Oregon Attorney General Ellen Rosenblum, and a bipartisan group of 25 state attorneys general, filed an application Thursday urging the U.S. Department of Education to forgive the loan debt of students who attended ITT Technical Institute.
ITT Tech locations, including one in Portland, shuttered in 2016.
In a statement, Rosenblum’s office said the application was filed under the Department of Education’s “borrower defense rule.” It was filed on behalf of students, including an unspecified number of Oregonians, who were enrolled at ITT Tech between 2007 and 2010 — a time when Rosenblum said the school used “deceptive tactics.”
“Students who attended ITT Tech during this four-year period were lured to the for-profit school based on promises that their degree would be extremely valuable once they graduated,” Rosenblum said in a statement. “That was simply not the case.”
During that time, ITT told prospective students that estimated earnings for ITT graduates were $100,000 more than the average earnings of workers with the same credentials over their estimated lifetime.

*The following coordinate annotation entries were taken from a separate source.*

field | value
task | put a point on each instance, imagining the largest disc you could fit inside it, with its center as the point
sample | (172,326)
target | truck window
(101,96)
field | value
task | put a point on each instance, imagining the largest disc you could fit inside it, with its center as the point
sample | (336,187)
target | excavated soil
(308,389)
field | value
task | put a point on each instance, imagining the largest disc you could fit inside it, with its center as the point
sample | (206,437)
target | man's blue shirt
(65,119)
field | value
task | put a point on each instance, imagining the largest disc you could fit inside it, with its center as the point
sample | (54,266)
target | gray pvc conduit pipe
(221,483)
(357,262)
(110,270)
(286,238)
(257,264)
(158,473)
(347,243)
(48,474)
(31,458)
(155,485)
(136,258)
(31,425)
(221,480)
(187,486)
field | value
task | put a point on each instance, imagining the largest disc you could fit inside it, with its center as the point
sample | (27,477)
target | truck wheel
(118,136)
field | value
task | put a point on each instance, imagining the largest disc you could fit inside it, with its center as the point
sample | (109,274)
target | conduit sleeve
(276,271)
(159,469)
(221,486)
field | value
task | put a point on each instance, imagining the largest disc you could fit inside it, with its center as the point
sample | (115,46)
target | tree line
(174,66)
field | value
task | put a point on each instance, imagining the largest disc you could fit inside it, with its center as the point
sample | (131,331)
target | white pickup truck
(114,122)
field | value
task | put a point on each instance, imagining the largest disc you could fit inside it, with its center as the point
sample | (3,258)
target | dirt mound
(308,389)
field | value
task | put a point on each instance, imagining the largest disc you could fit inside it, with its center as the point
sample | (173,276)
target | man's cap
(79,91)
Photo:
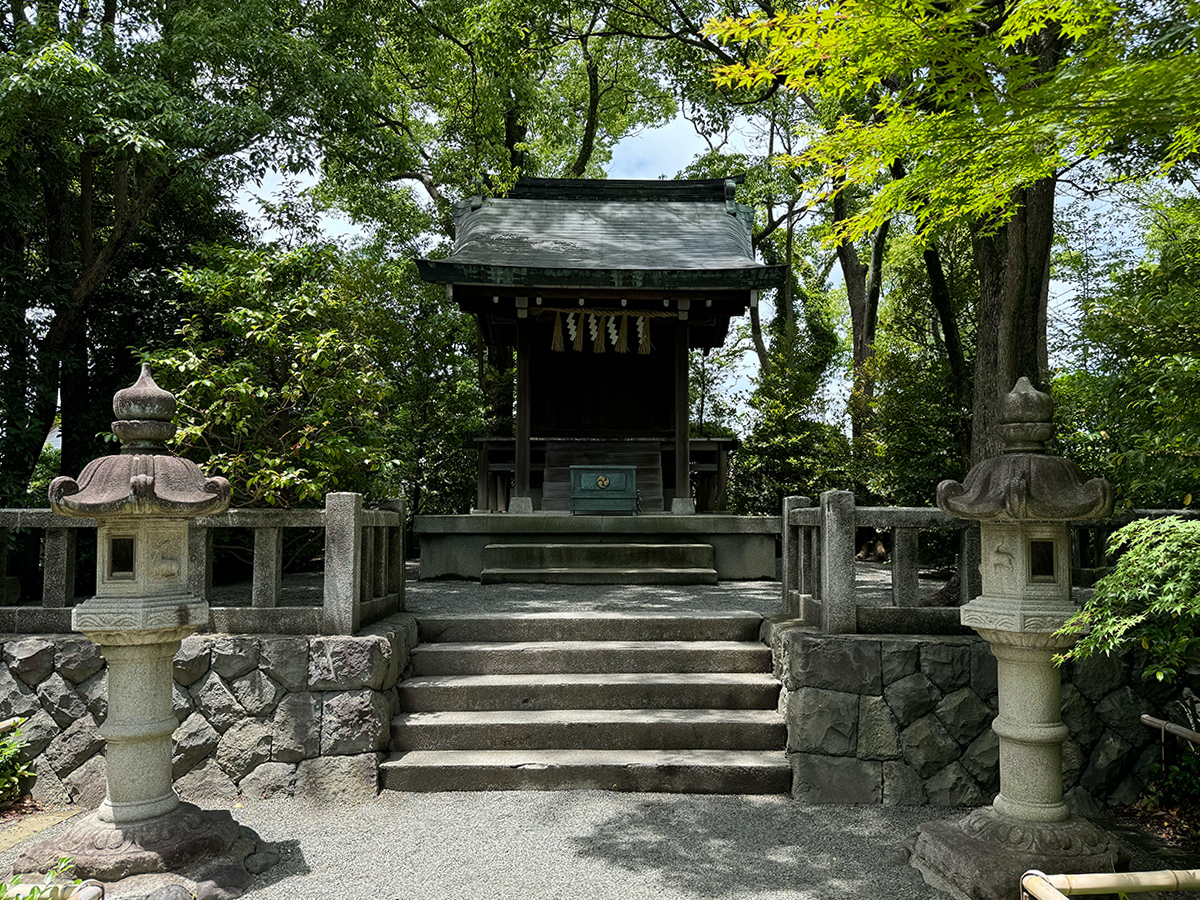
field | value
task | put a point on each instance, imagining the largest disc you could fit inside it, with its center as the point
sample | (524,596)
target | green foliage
(1175,785)
(52,887)
(15,769)
(276,378)
(976,101)
(1128,409)
(1150,599)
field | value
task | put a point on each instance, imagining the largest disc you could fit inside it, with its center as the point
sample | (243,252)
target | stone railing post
(969,563)
(343,563)
(199,561)
(367,591)
(4,569)
(395,556)
(905,586)
(268,579)
(838,612)
(58,568)
(790,573)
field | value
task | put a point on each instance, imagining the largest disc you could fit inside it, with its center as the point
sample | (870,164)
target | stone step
(673,771)
(599,556)
(599,576)
(732,625)
(640,690)
(591,730)
(556,657)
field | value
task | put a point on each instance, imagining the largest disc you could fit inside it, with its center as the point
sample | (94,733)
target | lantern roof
(144,479)
(1025,484)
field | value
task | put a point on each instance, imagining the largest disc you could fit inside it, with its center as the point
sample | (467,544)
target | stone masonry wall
(906,720)
(259,714)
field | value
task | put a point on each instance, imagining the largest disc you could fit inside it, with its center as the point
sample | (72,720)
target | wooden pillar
(683,456)
(525,399)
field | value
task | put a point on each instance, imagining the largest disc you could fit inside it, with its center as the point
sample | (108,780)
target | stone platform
(743,547)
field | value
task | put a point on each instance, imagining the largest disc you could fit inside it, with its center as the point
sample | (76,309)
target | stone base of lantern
(985,853)
(166,844)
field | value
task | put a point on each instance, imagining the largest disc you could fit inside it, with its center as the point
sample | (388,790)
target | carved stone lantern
(142,501)
(1024,501)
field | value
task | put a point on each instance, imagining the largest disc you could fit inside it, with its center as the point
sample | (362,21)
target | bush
(1150,599)
(15,769)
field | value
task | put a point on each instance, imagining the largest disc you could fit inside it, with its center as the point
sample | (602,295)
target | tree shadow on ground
(739,846)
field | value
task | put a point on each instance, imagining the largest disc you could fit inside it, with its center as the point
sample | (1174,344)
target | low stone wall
(906,720)
(259,715)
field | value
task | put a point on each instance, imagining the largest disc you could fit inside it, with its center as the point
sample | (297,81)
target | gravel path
(586,845)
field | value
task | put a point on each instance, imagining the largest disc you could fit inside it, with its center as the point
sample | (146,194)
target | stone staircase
(606,701)
(599,564)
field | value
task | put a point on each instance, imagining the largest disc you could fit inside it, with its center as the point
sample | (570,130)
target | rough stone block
(243,748)
(839,664)
(821,721)
(270,780)
(192,660)
(48,790)
(911,697)
(879,737)
(337,664)
(181,702)
(928,747)
(337,779)
(216,702)
(205,784)
(953,786)
(257,693)
(982,760)
(286,660)
(901,785)
(354,723)
(898,659)
(89,783)
(59,699)
(1105,766)
(1078,715)
(17,699)
(1121,711)
(30,659)
(295,729)
(234,657)
(77,659)
(984,679)
(95,694)
(1074,759)
(193,741)
(835,779)
(73,747)
(963,714)
(1097,676)
(1081,803)
(37,732)
(947,665)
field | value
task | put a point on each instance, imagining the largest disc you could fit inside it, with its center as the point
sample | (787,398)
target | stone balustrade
(364,576)
(819,549)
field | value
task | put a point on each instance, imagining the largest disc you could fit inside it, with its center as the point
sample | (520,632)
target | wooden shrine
(601,288)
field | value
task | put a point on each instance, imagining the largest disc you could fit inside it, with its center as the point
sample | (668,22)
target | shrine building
(601,287)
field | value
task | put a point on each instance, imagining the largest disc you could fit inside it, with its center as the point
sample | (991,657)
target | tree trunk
(1014,289)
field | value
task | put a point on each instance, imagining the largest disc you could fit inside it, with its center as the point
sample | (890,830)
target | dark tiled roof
(685,234)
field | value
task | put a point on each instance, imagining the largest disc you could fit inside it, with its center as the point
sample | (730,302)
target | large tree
(973,112)
(108,112)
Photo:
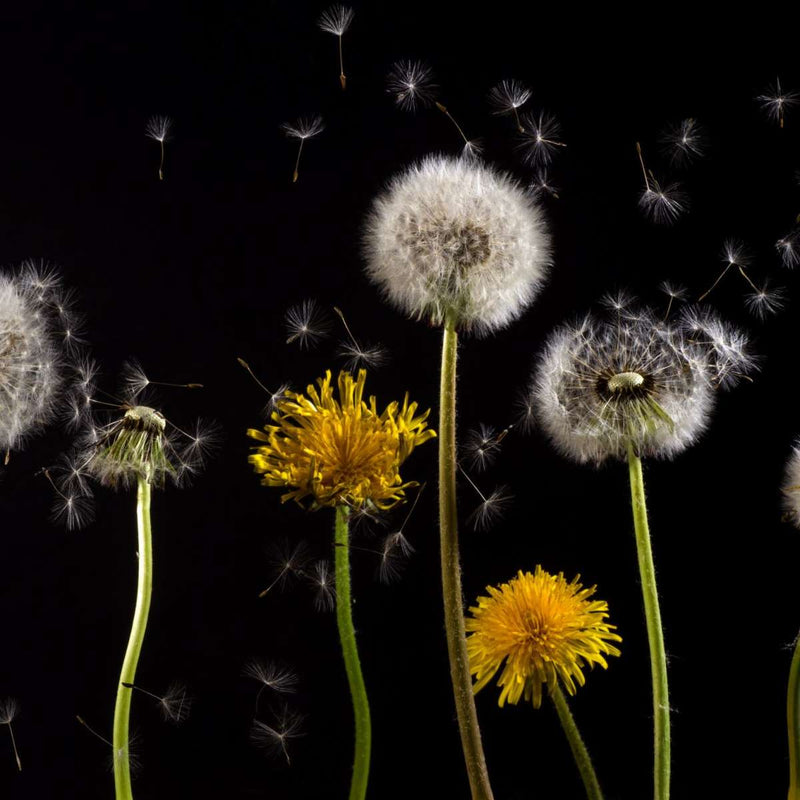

That was debunked when a Columbia University professor found that ITT overestimated those claims, according to a congressional report in 2012.
ITT Tech took millions of dollars from thousands of students “who were left with nothing more than a big chunk of debt and a shoddy degree,” Rosenblum said.
She and the group of Attorneys General are asking the Department of Education for full loan relief – including forgiveness of debt former students still owe as well as refunds of payments they’ve already made.
This is just the latest attempt from Rosenblum to help former ITT Tech students.
In 2019, according to Rosenblum’s office, Oregon settled for about $2 million in debt relief from a private loan company on behalf of 242 Oregon ITT Tech students. Last year, the state settled for $1.6 million in debt forgiveness from another private loan program for 231 former ITT students in Oregon.